Predictable conditions and steady cash flows are key elements contributing to strength in Asia Pacific’s residential real estate markets, according to speakers at the Mingtiandi Tokyo Forum. Watch the full recording>>
After third-quarter investment in APAC’s living segment shot up 304 percent year-on-year to $5 billion, according to JLL, Wednesday’s all-day event brought together senior leaders from Alyssa Partners, GreenFort Capital, Avatar Capital Partners and Arch Capital Management for a panel discussion about the ongoing transformation of the region’s housing scene.
Alyssa founder, managing partner and CEO Chedli Boujellabia said his Tokyo-based investment management firm likes the scalability, predictability and liquidity of residential properties, which are also in favour with lenders.
“So really these four major factors that you can scale, as well as your capacity is very predictable when you stick to the middle-class residential, rental apartments in Japan, and the predictability of the income and the affordability of the debt,” Boujellabia told the audience of over 200 delegates at the Mandarin Oriental Hotel in Tokyo.
Fragmented Japanese Market
Alyssa was drawn to Japan residential because of the scale of the market and the fact that no single investor has a significant market share, said Boujellabia, whose Japan-only firm manages JPY 300 billion ($2 billion) in assets with a focus on multi-family properties in key cities.
Avatar’s Angel Li speaks during the APAC residential panel of the Mingtiandi Tokyo Forum
“So it’s quite fragmented,” he said. “As an asset class, multi-family in Japan has been an institutional asset class for nearly 25 years. Unlike other markets, all the big investors worldwide have been investing and this asset class is really tested, mature, liquid, etc.”
Adam Vaggelas, co-founder and partner at Australia’s GreenFort Capital, said he agreed with Boujellabia with regard to the stability of cash flows and the resilience of residential as an asset class.
“It’s very much a needs-based type of investment, and I think that became very apparent in the aftermath of the COVID pandemic,” said Vaggelas, whose Brisbane-based firm teamed with Hong Kong’s Gaw Capital Partners to provide land lease communities for Australia’s growing senior population. “A lot of investors, particularly in the Asia Pacific region, are underweight living sector investments. And so we’ve seen a real re-rating away from more traditional asset classes, particularly in the Asia Pacific region, into the living sector.”
In Australia, where population growth rates are some of the highest in the developed world, housing vacancy nationwide sits at a 20-year low of 1.2 percent while building approvals are at 10-year lows, according to Vaggelas.

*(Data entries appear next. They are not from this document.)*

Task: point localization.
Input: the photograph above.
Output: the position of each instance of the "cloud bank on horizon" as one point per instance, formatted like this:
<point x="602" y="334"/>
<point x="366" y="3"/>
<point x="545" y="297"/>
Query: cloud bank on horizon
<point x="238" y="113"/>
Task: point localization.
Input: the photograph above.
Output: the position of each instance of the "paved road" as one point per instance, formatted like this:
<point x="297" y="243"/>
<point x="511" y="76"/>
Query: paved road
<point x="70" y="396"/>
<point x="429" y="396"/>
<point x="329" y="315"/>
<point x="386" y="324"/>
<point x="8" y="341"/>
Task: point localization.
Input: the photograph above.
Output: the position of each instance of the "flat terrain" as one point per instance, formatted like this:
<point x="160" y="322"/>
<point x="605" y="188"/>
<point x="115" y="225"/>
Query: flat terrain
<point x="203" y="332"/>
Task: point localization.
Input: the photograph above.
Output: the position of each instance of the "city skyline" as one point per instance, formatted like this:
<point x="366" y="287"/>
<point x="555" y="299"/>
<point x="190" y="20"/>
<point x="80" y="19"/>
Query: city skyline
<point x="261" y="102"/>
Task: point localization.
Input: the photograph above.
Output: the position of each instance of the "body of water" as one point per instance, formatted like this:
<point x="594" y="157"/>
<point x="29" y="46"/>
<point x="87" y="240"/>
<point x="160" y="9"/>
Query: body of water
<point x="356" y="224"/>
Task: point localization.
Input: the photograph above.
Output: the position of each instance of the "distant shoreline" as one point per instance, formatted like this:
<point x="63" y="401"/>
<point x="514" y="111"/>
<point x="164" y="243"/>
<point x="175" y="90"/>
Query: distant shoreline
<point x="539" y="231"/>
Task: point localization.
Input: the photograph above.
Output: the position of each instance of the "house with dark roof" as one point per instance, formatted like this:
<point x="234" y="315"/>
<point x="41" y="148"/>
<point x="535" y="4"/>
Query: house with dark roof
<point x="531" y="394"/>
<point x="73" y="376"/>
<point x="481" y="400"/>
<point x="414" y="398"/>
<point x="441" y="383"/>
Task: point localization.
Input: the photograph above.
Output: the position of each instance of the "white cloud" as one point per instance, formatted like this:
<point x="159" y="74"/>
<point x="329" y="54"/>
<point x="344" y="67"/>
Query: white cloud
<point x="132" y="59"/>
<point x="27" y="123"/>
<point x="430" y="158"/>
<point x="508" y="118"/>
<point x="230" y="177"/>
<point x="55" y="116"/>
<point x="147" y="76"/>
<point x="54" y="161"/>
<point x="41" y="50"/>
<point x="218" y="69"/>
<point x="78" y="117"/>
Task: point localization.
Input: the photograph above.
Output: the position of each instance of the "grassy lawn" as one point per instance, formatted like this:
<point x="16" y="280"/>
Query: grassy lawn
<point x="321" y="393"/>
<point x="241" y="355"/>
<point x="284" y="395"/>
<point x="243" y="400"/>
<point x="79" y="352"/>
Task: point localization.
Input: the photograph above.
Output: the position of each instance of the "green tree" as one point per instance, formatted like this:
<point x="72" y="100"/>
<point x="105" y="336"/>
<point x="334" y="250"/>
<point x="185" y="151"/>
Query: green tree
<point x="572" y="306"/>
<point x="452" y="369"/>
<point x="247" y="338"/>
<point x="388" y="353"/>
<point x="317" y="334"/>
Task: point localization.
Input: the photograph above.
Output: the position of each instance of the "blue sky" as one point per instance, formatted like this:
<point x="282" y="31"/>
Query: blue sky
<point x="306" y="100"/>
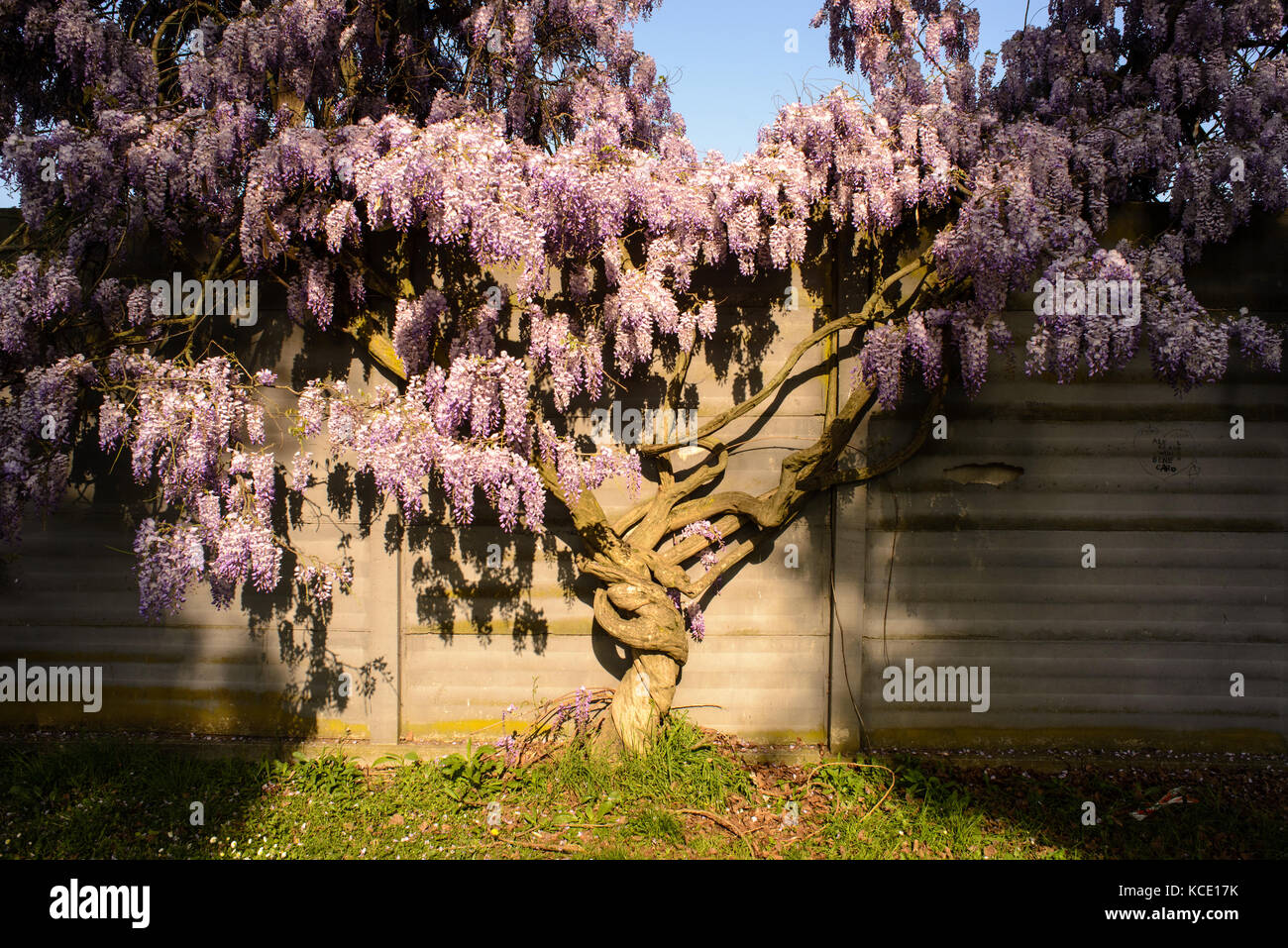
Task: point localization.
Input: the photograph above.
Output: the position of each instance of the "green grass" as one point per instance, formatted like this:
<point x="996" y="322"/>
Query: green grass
<point x="688" y="797"/>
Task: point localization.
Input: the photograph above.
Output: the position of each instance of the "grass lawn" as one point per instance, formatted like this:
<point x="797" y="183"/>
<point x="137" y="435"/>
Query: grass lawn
<point x="692" y="796"/>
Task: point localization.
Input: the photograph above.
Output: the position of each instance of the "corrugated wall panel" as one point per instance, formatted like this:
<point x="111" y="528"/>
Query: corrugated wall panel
<point x="1188" y="587"/>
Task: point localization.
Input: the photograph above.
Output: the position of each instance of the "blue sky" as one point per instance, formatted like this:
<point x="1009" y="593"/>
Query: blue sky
<point x="729" y="68"/>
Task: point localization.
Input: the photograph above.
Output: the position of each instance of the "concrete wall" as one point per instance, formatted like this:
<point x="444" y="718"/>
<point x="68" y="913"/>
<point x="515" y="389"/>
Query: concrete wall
<point x="1189" y="583"/>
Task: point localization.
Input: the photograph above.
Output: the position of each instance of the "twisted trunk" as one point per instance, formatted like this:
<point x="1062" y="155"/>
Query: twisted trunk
<point x="658" y="646"/>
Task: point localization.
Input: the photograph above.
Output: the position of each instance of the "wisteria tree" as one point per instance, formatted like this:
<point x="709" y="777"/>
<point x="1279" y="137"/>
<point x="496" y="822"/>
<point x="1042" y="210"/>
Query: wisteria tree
<point x="382" y="159"/>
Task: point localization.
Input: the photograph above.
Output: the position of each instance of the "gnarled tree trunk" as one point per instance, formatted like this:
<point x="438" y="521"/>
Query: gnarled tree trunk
<point x="655" y="635"/>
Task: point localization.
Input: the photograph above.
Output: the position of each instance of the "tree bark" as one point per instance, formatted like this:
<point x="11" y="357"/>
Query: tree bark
<point x="642" y="699"/>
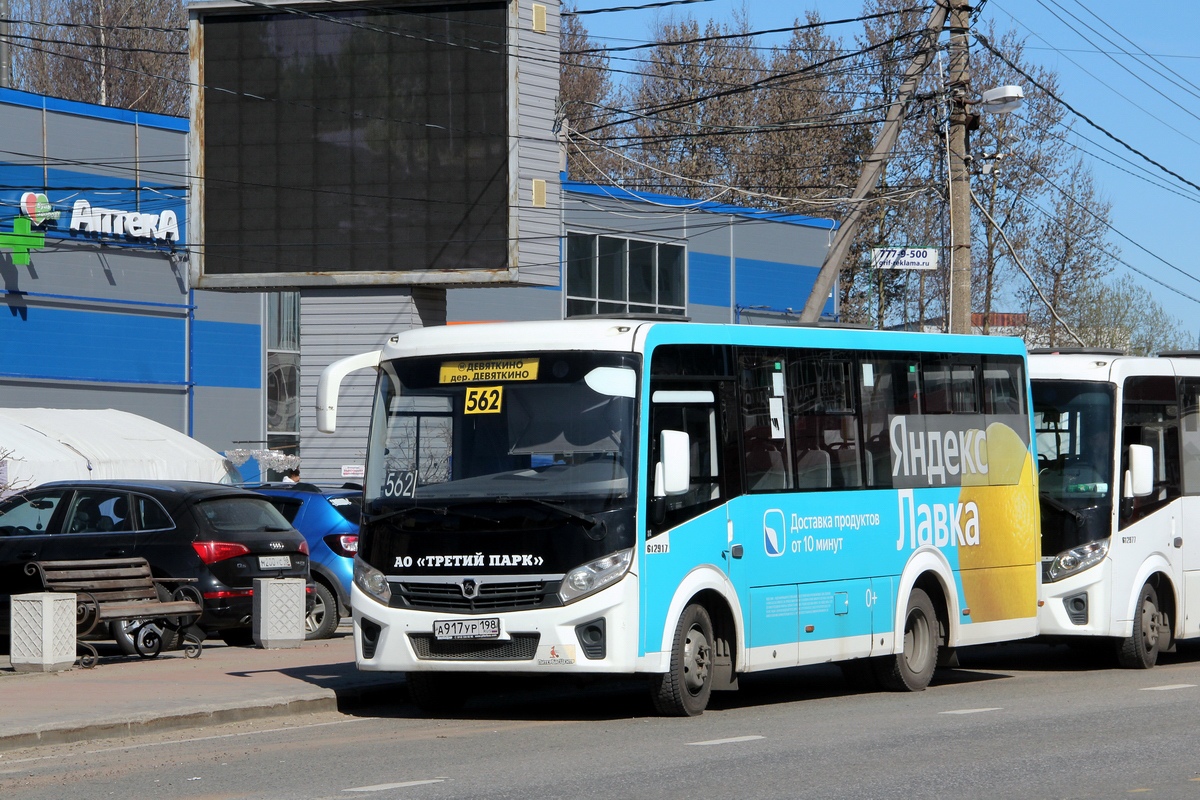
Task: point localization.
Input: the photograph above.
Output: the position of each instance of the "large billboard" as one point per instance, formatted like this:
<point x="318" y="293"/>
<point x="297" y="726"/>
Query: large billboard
<point x="355" y="144"/>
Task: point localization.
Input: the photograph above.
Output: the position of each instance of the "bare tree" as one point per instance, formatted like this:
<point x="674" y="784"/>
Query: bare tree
<point x="123" y="53"/>
<point x="689" y="114"/>
<point x="1125" y="316"/>
<point x="1069" y="257"/>
<point x="587" y="100"/>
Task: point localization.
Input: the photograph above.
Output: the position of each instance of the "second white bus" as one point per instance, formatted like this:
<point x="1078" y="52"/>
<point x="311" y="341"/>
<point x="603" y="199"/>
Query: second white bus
<point x="1119" y="462"/>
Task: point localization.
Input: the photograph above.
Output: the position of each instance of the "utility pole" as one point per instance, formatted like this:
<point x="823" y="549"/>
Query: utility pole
<point x="873" y="167"/>
<point x="5" y="58"/>
<point x="960" y="169"/>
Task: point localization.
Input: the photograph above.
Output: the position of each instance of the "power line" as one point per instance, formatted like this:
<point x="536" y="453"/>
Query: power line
<point x="983" y="40"/>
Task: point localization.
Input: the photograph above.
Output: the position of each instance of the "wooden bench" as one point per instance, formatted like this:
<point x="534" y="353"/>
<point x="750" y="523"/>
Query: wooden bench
<point x="109" y="590"/>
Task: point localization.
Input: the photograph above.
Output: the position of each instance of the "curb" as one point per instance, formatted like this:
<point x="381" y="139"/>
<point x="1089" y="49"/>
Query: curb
<point x="72" y="733"/>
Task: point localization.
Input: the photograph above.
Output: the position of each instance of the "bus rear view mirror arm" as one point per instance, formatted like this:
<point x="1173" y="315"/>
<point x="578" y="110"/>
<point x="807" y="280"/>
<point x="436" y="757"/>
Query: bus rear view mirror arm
<point x="672" y="474"/>
<point x="1140" y="475"/>
<point x="331" y="382"/>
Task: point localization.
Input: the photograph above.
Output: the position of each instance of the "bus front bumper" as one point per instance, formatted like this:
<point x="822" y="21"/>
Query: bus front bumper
<point x="1079" y="605"/>
<point x="593" y="635"/>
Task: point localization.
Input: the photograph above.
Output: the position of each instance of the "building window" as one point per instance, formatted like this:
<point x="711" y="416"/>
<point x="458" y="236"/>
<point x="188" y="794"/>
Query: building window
<point x="610" y="275"/>
<point x="283" y="372"/>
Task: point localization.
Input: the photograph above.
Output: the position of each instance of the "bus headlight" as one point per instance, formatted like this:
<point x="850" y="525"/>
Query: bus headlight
<point x="592" y="577"/>
<point x="1077" y="559"/>
<point x="371" y="581"/>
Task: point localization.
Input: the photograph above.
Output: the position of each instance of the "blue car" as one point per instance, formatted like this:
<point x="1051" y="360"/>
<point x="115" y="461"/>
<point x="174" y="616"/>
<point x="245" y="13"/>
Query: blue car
<point x="329" y="522"/>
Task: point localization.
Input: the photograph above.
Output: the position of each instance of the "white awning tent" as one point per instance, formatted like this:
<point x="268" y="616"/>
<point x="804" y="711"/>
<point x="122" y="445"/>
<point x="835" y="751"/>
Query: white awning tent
<point x="43" y="444"/>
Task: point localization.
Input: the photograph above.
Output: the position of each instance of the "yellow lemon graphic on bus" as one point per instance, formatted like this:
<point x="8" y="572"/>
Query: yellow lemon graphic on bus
<point x="1000" y="572"/>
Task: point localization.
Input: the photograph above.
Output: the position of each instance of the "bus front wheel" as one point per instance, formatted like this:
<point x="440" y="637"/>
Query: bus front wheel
<point x="1140" y="650"/>
<point x="911" y="669"/>
<point x="684" y="690"/>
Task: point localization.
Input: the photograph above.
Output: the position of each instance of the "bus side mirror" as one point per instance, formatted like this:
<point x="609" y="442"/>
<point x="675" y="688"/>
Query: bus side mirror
<point x="672" y="474"/>
<point x="331" y="382"/>
<point x="1140" y="475"/>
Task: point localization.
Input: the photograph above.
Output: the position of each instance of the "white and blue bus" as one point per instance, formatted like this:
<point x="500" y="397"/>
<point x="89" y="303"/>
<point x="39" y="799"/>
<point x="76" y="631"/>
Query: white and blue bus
<point x="689" y="501"/>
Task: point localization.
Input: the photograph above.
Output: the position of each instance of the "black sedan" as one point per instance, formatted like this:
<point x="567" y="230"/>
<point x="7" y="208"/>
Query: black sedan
<point x="220" y="535"/>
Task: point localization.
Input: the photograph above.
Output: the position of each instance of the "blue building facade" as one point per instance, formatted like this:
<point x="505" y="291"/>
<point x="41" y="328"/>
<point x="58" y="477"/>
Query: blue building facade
<point x="96" y="306"/>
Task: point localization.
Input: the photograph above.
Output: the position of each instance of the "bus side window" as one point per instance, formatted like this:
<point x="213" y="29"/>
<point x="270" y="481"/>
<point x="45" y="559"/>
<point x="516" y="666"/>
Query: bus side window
<point x="825" y="429"/>
<point x="765" y="413"/>
<point x="1189" y="434"/>
<point x="888" y="388"/>
<point x="1003" y="385"/>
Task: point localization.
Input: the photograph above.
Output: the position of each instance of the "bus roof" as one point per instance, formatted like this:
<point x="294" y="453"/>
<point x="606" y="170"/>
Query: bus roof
<point x="637" y="335"/>
<point x="1108" y="366"/>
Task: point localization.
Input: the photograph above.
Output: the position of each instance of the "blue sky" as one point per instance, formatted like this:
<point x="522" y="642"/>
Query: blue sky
<point x="1155" y="109"/>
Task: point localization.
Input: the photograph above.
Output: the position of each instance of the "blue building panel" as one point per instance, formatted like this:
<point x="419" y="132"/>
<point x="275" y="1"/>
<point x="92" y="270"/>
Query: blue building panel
<point x="64" y="344"/>
<point x="708" y="280"/>
<point x="227" y="354"/>
<point x="775" y="287"/>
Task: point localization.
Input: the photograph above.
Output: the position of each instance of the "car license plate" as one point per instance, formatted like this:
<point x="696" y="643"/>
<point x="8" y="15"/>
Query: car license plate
<point x="487" y="627"/>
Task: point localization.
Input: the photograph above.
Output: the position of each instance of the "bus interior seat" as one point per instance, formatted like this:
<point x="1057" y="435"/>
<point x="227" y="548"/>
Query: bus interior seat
<point x="766" y="469"/>
<point x="813" y="470"/>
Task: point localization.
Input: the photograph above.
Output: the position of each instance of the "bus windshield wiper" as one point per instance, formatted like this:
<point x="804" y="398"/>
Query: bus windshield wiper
<point x="1054" y="503"/>
<point x="567" y="511"/>
<point x="442" y="511"/>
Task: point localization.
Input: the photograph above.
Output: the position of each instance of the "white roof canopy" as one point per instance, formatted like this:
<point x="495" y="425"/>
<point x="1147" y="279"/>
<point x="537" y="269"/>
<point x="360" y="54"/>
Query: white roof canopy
<point x="43" y="444"/>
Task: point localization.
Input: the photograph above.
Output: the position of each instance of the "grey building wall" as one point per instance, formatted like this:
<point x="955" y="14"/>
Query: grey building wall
<point x="535" y="64"/>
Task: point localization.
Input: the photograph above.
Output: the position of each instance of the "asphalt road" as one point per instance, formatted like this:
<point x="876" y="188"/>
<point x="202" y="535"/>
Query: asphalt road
<point x="1015" y="721"/>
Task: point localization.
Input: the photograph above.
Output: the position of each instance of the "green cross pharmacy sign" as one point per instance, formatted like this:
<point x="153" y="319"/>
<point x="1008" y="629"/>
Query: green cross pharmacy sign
<point x="22" y="240"/>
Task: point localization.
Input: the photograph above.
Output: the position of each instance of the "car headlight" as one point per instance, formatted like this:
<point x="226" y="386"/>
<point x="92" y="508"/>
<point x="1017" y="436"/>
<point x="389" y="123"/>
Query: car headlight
<point x="1077" y="559"/>
<point x="594" y="576"/>
<point x="371" y="581"/>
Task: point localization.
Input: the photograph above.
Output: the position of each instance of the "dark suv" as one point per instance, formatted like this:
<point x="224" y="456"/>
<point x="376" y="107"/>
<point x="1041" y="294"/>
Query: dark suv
<point x="221" y="535"/>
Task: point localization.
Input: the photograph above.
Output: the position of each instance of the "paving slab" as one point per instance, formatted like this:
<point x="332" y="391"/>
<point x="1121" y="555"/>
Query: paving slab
<point x="124" y="696"/>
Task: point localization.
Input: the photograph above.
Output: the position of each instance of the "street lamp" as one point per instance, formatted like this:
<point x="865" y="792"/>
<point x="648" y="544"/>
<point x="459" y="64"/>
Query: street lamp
<point x="1001" y="100"/>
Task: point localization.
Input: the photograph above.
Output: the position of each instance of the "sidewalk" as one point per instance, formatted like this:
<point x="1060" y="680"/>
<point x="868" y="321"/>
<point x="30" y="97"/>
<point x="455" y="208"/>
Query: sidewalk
<point x="125" y="696"/>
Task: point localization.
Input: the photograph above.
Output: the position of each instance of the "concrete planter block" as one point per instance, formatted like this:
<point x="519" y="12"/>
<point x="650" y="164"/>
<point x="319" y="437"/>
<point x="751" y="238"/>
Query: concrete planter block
<point x="279" y="612"/>
<point x="43" y="627"/>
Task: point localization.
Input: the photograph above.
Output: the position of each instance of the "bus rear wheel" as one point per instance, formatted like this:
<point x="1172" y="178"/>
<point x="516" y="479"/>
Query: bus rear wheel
<point x="1140" y="650"/>
<point x="684" y="690"/>
<point x="911" y="669"/>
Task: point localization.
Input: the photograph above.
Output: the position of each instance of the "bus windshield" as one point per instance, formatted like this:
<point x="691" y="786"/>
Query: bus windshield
<point x="540" y="426"/>
<point x="1074" y="439"/>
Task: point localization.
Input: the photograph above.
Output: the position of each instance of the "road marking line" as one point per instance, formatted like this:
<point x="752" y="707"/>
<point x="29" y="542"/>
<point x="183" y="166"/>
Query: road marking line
<point x="732" y="740"/>
<point x="384" y="787"/>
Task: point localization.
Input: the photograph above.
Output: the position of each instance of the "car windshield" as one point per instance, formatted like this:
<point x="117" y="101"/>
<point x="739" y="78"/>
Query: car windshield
<point x="231" y="515"/>
<point x="1074" y="428"/>
<point x="348" y="506"/>
<point x="540" y="426"/>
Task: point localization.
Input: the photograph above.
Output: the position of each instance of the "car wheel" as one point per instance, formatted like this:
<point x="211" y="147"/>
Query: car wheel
<point x="1140" y="650"/>
<point x="911" y="669"/>
<point x="323" y="619"/>
<point x="120" y="631"/>
<point x="684" y="689"/>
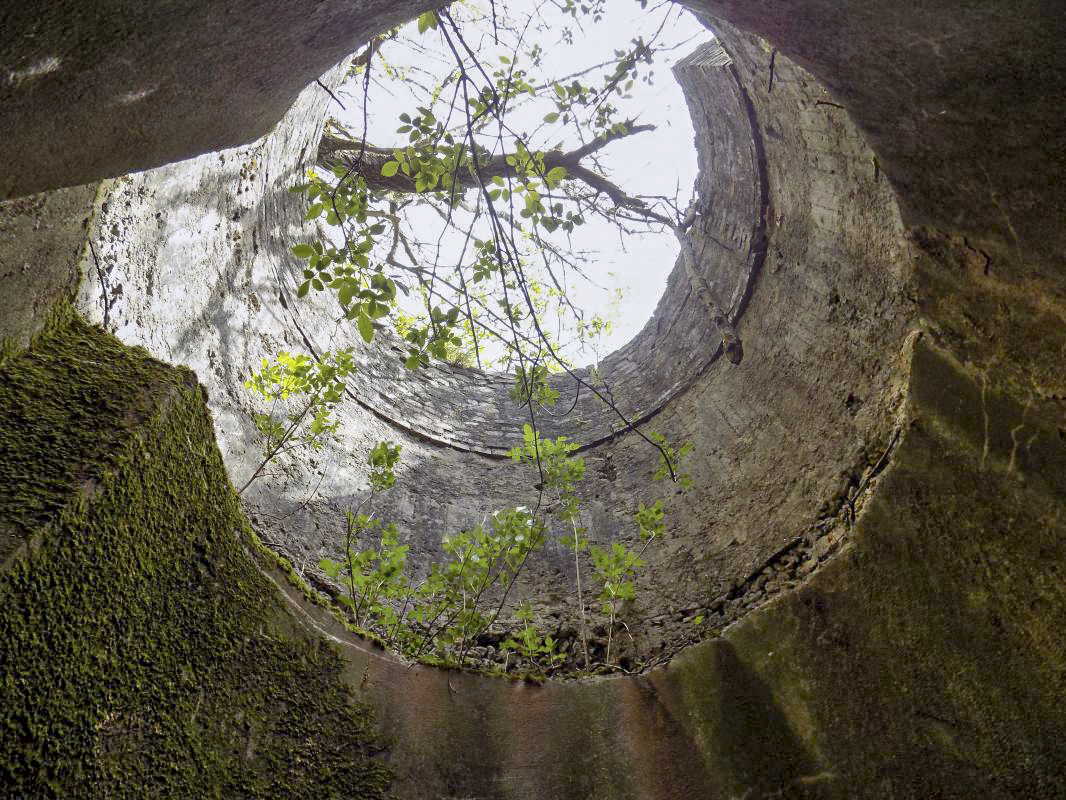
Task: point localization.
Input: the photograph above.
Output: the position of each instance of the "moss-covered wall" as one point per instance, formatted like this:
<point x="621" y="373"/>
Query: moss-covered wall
<point x="142" y="652"/>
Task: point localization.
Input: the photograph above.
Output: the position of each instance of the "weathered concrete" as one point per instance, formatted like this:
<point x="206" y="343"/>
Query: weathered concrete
<point x="143" y="84"/>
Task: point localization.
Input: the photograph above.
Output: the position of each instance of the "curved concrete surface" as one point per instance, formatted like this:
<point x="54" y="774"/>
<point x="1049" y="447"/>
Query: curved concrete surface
<point x="881" y="497"/>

“So we have a severe housing shortage in the Australian market, and that is getting worse, year on year,” he said. “So I think there’s strong demand and appetite from both policymakers and from capital to try and help fill that void in the Australian markets.”
Coke Index Sends Signal
Avatar founding partner Angel Li, whose firm closed its inaugural fund this year with JPY 15.2 billion in committed capital, said she’s been seeing 8 percent rent growth in Avatar’s Japan multi-family portfolio as inflation appears.
Hong Kong-based Li said she observed that a vending-machine Coca-Cola which cost JPY 120 a year ago now runs to JPY 160.
“So to you guys, 40 yen is nominal,” she told the forum audience. “It’s not even noticeable, but it’s actually our proof that inflation has kicked in for more than like 25 percent.”
Arch Capital managing director Terence Lo said his Manulife-backed firm has also seen rent growth ranging from 8 to 14 percent across the Japanese portfolio.
“We’ve been a fan of residential since our inception, since 2006,” Lo said. “We built 30,000 homes across the region. And I think that in the markets that we operate in, such as Hong Kong and Japan, there is a larger propensity to rent, simply because homeownership rates are so low, where I believe in Tokyo itself is about 45 percent, in Hong Kong as well, below 50 percent.”